MMTは、政策当局がその時々の判断によって支出や租税の変更を行う「裁量的財政政策」に総じて否定的である。『MMT現代貨幣理論入門』では、インフレ制御がうまく機能しないのと、その下で行われる政策が富裕層にとって有利になりがち(ゆえに、格差助長的)であることが、その理由とされている。
そんなMMTが提唱するのが、政府自らが一定の賃金を支払ってすべての就業希望者を雇い入れる「就業保証プログラム」である。同プログラムによる政府支出は、不況期に拡大して好況期に縮小することによって、強力な自動安定装置として機能するとされている。また、同プログラムの賃金は、事実上の最低賃金として機能して、民間部門の労働条件改善にもつながるという。
他方でMMTは、インフレ助長的であるとしてベーシック・インカムには否定的である。また、不正につながることから就業プログラムの委託対象に民間営利企業を含めることにも否定的であり、そもそも同プログラムの事業対象は民間部門と競合しない分野(すなわち、公益分野)に限るべきとしている(オカシオ=コルテスやケルトンによってややもすると左派のイメージが強いMMTだが、このほかにも民間銀行の貨幣創造の廃止を唱える「シカゴ・プラン」を否定するなど、政策論としては割と保守的であるように思われる)。

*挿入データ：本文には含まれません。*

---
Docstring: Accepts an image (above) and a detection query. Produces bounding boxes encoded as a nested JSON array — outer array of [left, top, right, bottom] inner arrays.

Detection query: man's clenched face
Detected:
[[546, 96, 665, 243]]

ただし、『MMT現代貨幣理論入門』で取り上げられている就業保証プログラムの「実例(類似例?)」は総じて経済危機時に時限的措置として導入されたものであり、MMTが主張するように自動安定装置として持続的に機能している(した)とは言い難い。このことから、就業保障プログラムを理論通りに実行するのは、相当ハードルが高いと考えられる。
とはいえ、「低所得層を主な対象として、政府が直接雇用を創造する」という考え方自体は、緊縮財政下で非正規雇用化が進み格差が拡大した日本の今後の政策を考えるにあたっても、有用な指針となりえるのではないだろうか。
必要なのは「公益民主主義の物語」か
『表現者クライテリオン』2019年9月号における柴山桂太氏の論稿「国家が貨幣をつくる」では、MMTが人々に受け入れられるうえで最大の障害となるのは、租税国家論に代わる新たな物語の不在なのではないか、という問題提起がなされている。
租税国家論とは、「国民の税金で政府は運営されている。だから政府は国民のために働かなければならない」という物語であり、柴山氏によれば、これが近代以降の国家において、人々の納税意識を支えてきた。